A Santiago de Cuba, dans la ville lointaine de Palma Soriano, Severino est devenu rauque à force de crier. « De ma famille nous sommes sortis à quatre mais seuls deux d’entre nous sommes revenus, les autres on ne sait pas où ils sont et on ne nous dit rien », explique-t-il. « Nous n’avons même pas réfléchi, ce jour-là, la seule chose que j’avais dans le ventre était une tasse de café… mais quelle effet a eu ce café, j’avais l’impression d’avoir mangé un jarret de porc. » Retraité avec la pension minimum (environ 20 euros mensuels), Severino éclate de rire en entendant que des voix officielles disent que « l’impérialisme » l’a payé pour descendre dans la rue.

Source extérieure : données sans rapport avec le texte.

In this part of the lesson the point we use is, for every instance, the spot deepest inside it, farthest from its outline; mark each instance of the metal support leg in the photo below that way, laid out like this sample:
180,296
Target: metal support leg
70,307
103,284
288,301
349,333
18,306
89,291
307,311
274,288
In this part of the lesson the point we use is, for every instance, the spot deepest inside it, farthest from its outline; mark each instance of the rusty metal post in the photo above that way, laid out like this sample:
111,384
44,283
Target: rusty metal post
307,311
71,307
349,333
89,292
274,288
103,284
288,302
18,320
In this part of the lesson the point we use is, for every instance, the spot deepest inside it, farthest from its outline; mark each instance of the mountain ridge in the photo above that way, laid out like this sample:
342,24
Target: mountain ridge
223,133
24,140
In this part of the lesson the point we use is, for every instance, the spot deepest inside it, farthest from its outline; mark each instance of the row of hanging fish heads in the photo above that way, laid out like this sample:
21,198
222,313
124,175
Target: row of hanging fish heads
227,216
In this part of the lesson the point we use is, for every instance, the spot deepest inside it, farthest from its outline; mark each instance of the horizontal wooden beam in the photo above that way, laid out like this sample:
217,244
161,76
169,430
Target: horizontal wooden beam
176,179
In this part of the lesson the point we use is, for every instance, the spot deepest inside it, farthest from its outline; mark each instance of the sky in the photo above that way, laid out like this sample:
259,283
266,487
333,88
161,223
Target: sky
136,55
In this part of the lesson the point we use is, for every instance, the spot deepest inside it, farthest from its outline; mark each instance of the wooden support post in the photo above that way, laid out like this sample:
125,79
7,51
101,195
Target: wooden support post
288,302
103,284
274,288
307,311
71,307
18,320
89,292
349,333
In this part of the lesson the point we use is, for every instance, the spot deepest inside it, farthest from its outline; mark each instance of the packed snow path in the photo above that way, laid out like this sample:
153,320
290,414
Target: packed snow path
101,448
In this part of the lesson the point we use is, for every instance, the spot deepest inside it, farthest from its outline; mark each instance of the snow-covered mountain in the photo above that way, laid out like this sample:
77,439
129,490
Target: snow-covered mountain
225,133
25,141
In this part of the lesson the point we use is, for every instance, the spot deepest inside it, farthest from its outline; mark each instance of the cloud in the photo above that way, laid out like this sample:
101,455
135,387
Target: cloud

« J’ai perdu mon portefeuille et une chaussure, mais ça valait le coup », raconte une jeune diplômée en économie de San Antonio de los Baños qui a été l’une des premières à sortir manifester dans une ville où « quand on trouve quelque chose à cuisiner, alors il n’y a plus d’électricité ». C’est dans cette municipalité de la province d’Artemisa qu’a jailli l’étincelle qui a ensuite allumé les âmes dans presque toute l’île. San Antonio est connu pour accueillir l’École internationale de cinéma et de télévision et le Festival Biennal de l’Humour. « Nous étions la ville de l’humour, maintenant nous sommes la ville de l’honneur. »

« Ma mère n’a pas voulu venir avec moi parce qu’elle avait peur et maintenant elle regrette de ne pas avoir vécu cette journée historique, avec les autres », se vante la jeune femme. Son histoire est constamment interrompue par une toux sèche inquiétante. Le pays connaît le pire rebond de la pandémie, mais les chiffres alarmants du covid-19 n’ont pas empêché les gens de se rassembler, peut-être parce que « mourir chaque jour, avec les angoisses et la misère, c’est pire que le coronavirus ».

A Sancti Spíritus, Mercedes (38 ans) a passé le dimanche collée à l’écran de son téléphone portable, dévorant les vidéos qui apparaissaient des manifestations dans d’autres provinces. A plusieurs voisins, ils ont mis de l’argent en commun pour acheter une recharge qui leur permettrait de rester connectés plus longtemps et de ne manquer aucun détail. « La nuit, la seule lumière était l’écran, car nous subissions une coupure d’électricité. »

Le lendemain matin, son patron l’a convoquée tôt au bureau d’État où elle passe ses heures entre apathie et envie de rentrer chez elle. « Nous devons défendre les rues contre les contre-révolutionnaires et chaque travailleur doit s’engager publiquement à être aux côtés de notre Parti Communiste et contre ces mercenaires qui veulent nous prendre la patrie », lui a-t-il déclaré. Mercedes était abasourdie. Ce même après-midi, elle a décidé de quitter son emploi. « Même si nous nous retrouvons sans un peso dans cette famille, personne ne va me mettre un bâton dans la main pour casser la tête du fils d’un voisin. Qu’ils ne comptent pas sur moi », explique Mercedes.

Ces épisodes se répètent dans toutes les entreprises et administrations du pays. L’employé d’une maison d’édition officielle raconte qu’ils ont été transférés dans un domaine de l’Union des Jeunes Communistes pour couper des branches et fabriquer des bâtons « afin que les travailleurs se défendent des provocations des mercenaires ». Beaucoup assurent en privé qu’ils n’ont pas l’intention de frapper qui que ce soit. En plus de perdre leur emploi, certains de ceux qui ont refusé de participer aux actions contre les manifestants ont subi des « actes de répudiation », une sorte de dénonciation violente et humiliante, de la part de leurs collègues.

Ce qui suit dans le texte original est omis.